On behalf of my coauthors, I write to formally request a retraction to accurately respond to concerns expressed in the received Letters to the Editor regarding “Sixteen years of canine hepatic copper concentrations within normal reference ranges in dogs fed a broad range of commercial diets,” published online on March 7, 2024. Unfortunately, with further investigation, new data were discovered that materially change the results of the article as it reads today. The latest information revealed a change in reported liver copper concentration results imported from a portion of the 2006 to 2014–era sample. As a result of these findings, it is necessary to make corrections to uphold the integrity of scientific research and maintain the trust of our readers and the veterinary community. All coauthors agree with the retraction, with the full intention to resubmit and share the full results of this meaningful study in a timely manner. We regret that these new findings were unavailable to the authors earlier and apologize to the readers and editors for any confusion. We look forward to the opportunity to share corrected data in the future.

As noted, Dr. Center declined to provide what she told TCR is a 4,000-word Letter to the Editor for publication because, she says, she believes she could face legal exposure in the face of JAVMA’s claim that it owns a copyright to her letter.

Journalists are ethically obligated to avoid providing legal advice to sources and story subjects because they should not be perceived as advocates, but TCR did press JAVMA on the matter of the copyright claim and how Dr. Center could have been under the impression that she was not at liberty to disseminate the letter.

Nonetheless, three other vet experts — Cynthia Leveille-Webster, David C. Twedt, and Keith P. Richter were apparently undeterred by the AVMA copyright claims. Here’s an excerpt from what they published in addition to the original AVMA letter in Retraction Watch:

“We believe the real underlying objective was to prove that commercial dog foods are not responsible [for the uptick in dog liver disease].”

“The decisions surrounding this retraction were made to assure to the best of our ability that AVMA publications are scientifically accurate,” Dr. Fortier told TCR in a statement. She added that, “retraction guidelines from the Committee on Publication Ethics and The National Information Standards Organization were followed.”

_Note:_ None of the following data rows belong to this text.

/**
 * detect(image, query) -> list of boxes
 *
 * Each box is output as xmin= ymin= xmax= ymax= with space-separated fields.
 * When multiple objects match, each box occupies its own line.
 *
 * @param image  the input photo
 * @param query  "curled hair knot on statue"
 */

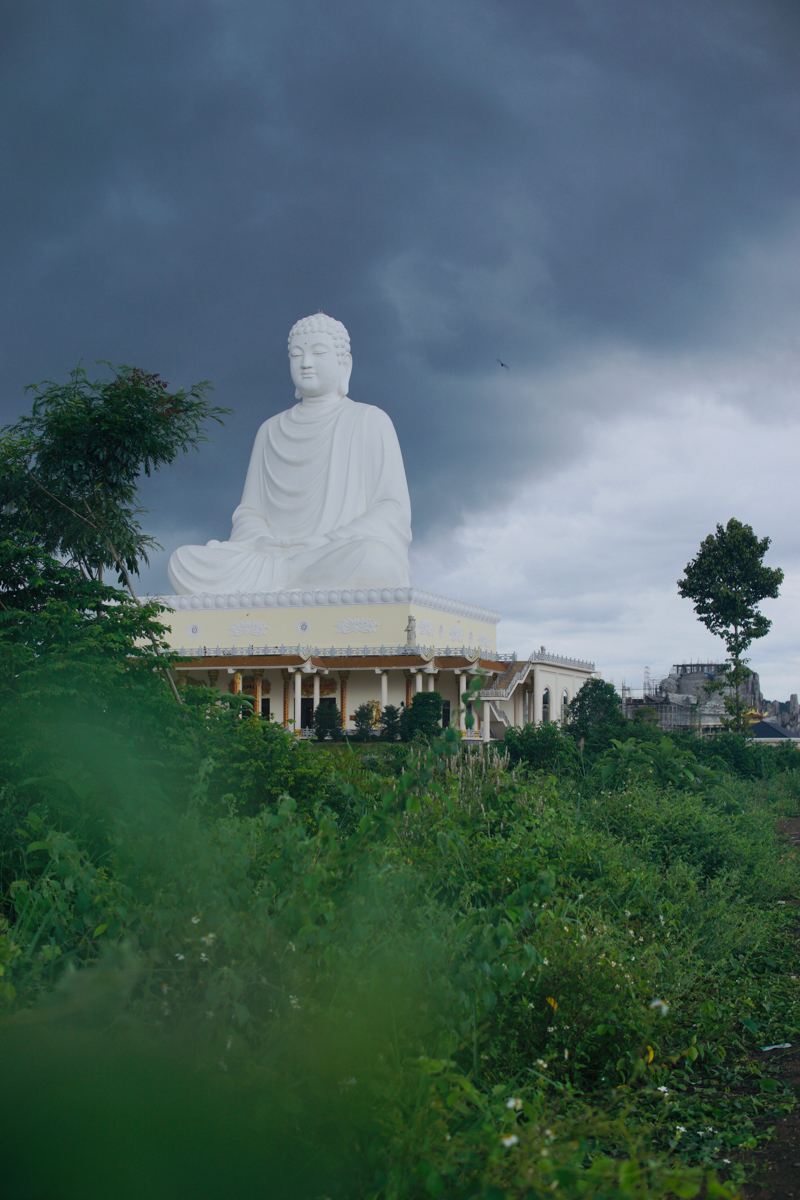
xmin=289 ymin=312 xmax=350 ymax=362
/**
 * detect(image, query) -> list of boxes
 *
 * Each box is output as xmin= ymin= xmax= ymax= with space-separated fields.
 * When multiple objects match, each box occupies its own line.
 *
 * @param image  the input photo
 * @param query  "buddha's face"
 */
xmin=289 ymin=334 xmax=349 ymax=400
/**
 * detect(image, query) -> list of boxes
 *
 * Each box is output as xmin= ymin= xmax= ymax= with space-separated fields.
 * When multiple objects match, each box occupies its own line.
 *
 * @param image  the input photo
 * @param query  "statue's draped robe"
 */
xmin=169 ymin=396 xmax=411 ymax=594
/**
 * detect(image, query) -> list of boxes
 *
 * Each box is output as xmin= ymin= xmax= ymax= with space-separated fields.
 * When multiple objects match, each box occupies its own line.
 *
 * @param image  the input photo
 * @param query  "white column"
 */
xmin=456 ymin=671 xmax=468 ymax=733
xmin=533 ymin=667 xmax=542 ymax=725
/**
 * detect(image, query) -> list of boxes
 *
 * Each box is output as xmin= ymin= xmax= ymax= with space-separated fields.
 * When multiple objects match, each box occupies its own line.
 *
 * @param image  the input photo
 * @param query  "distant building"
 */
xmin=765 ymin=692 xmax=800 ymax=738
xmin=622 ymin=662 xmax=762 ymax=733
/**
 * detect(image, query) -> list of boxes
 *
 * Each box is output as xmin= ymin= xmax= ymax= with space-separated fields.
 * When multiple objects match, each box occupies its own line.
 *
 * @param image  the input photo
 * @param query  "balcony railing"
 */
xmin=169 ymin=646 xmax=516 ymax=662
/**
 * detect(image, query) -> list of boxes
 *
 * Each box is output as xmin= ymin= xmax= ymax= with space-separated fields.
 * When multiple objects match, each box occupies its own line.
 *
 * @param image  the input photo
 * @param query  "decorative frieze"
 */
xmin=146 ymin=588 xmax=500 ymax=636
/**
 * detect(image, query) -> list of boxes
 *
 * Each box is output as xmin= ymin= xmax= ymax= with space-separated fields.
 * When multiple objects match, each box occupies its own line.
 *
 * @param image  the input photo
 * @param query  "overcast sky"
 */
xmin=0 ymin=0 xmax=800 ymax=698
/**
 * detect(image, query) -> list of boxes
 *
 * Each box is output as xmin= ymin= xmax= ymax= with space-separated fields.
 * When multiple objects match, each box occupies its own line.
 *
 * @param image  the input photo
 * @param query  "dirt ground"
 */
xmin=741 ymin=817 xmax=800 ymax=1200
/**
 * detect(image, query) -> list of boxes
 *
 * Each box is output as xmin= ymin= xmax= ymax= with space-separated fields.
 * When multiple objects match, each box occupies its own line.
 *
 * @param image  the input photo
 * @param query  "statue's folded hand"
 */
xmin=253 ymin=534 xmax=327 ymax=556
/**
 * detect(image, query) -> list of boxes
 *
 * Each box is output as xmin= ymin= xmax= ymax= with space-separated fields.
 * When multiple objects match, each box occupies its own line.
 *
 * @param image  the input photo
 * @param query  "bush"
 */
xmin=401 ymin=691 xmax=441 ymax=742
xmin=314 ymin=700 xmax=344 ymax=742
xmin=353 ymin=702 xmax=375 ymax=742
xmin=0 ymin=672 xmax=800 ymax=1200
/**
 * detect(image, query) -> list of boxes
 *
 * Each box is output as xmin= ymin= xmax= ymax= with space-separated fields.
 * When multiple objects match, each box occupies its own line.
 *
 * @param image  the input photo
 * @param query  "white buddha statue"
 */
xmin=169 ymin=312 xmax=411 ymax=594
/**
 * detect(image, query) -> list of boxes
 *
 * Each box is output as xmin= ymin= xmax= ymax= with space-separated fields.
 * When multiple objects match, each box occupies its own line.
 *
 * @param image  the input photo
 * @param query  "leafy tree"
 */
xmin=0 ymin=362 xmax=230 ymax=593
xmin=380 ymin=704 xmax=401 ymax=742
xmin=678 ymin=518 xmax=783 ymax=732
xmin=0 ymin=364 xmax=230 ymax=702
xmin=353 ymin=701 xmax=375 ymax=742
xmin=564 ymin=679 xmax=628 ymax=757
xmin=401 ymin=691 xmax=441 ymax=742
xmin=504 ymin=722 xmax=579 ymax=776
xmin=314 ymin=700 xmax=343 ymax=742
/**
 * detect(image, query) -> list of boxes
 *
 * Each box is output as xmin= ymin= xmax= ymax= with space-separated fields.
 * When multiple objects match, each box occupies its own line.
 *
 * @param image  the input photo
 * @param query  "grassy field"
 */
xmin=0 ymin=702 xmax=800 ymax=1200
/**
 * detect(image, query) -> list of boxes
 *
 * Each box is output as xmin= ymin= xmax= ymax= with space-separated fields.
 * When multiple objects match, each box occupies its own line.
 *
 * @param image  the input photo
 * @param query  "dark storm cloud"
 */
xmin=0 ymin=0 xmax=800 ymax=585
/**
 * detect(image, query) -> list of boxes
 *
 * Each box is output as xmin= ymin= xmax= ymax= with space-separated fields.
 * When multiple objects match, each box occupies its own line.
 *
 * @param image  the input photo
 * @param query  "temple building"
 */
xmin=155 ymin=588 xmax=595 ymax=740
xmin=155 ymin=312 xmax=594 ymax=740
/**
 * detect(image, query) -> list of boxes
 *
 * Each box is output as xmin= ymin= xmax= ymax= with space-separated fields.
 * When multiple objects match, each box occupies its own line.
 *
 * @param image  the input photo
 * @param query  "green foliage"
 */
xmin=564 ymin=679 xmax=627 ymax=757
xmin=380 ymin=704 xmax=401 ymax=742
xmin=0 ymin=364 xmax=229 ymax=580
xmin=596 ymin=737 xmax=720 ymax=791
xmin=401 ymin=691 xmax=441 ymax=742
xmin=0 ymin=672 xmax=800 ymax=1200
xmin=678 ymin=518 xmax=783 ymax=732
xmin=353 ymin=702 xmax=375 ymax=742
xmin=504 ymin=724 xmax=581 ymax=778
xmin=314 ymin=700 xmax=344 ymax=742
xmin=207 ymin=719 xmax=338 ymax=815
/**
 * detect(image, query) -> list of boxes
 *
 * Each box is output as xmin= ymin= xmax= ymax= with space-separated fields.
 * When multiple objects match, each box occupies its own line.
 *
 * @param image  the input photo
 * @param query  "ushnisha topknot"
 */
xmin=289 ymin=312 xmax=350 ymax=362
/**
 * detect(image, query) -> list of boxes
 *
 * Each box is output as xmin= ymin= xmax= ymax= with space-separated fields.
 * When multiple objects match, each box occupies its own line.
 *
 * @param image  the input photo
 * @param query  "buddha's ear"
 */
xmin=339 ymin=354 xmax=353 ymax=396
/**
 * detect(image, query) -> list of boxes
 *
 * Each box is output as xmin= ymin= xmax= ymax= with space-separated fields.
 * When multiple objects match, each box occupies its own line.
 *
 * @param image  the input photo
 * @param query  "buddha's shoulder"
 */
xmin=348 ymin=396 xmax=395 ymax=430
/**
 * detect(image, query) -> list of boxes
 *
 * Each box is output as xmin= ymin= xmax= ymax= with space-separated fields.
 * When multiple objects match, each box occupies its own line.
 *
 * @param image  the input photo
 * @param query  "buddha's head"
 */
xmin=289 ymin=312 xmax=353 ymax=400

In an especially confusing line of Dr. Fortier’s statement to TCR, she wrote: “The process was successful,” she said, “in that the Letters to the Editor were evaluated by the authors of the article, which resulted in their discovery of new data that changed the results of the article. Because the data were new and changed the results of the article, it was too much for a correction, which ultimately led the authors to request a retraction of their article. JAVMA proceeded with publishing the retraction as quickly as possible following publishing industry standards and contemporary editorial practices.”

She added: “In our review process, the reviewers can see who the authors are, where they work, and any potential conflicts of interests, all of which are clearly disclosed.”

But the authors of the letters to the editor disagree with Dr. Fortier’s account and say they continue to be surprised by the journal’s decision to decline to publish the letters.

As this story was going to press, Dr. Fortier reached out to TCR and requested that we hold our story through the weekend, until Monday.

“Please hold until Monday. As I said, I am working with the authors of the letters.”

Dr. Center declined to comment further, so it’s unclear what exactly is now being discussed or debated between the authors of the letters and the Journal.

“I am collaborating with all the authors of the letters with a common goal of ensuring scientific accuracy of our literature for our profession and our patients. I will be back in touch once we have a resolution,” Dr. Fortier added.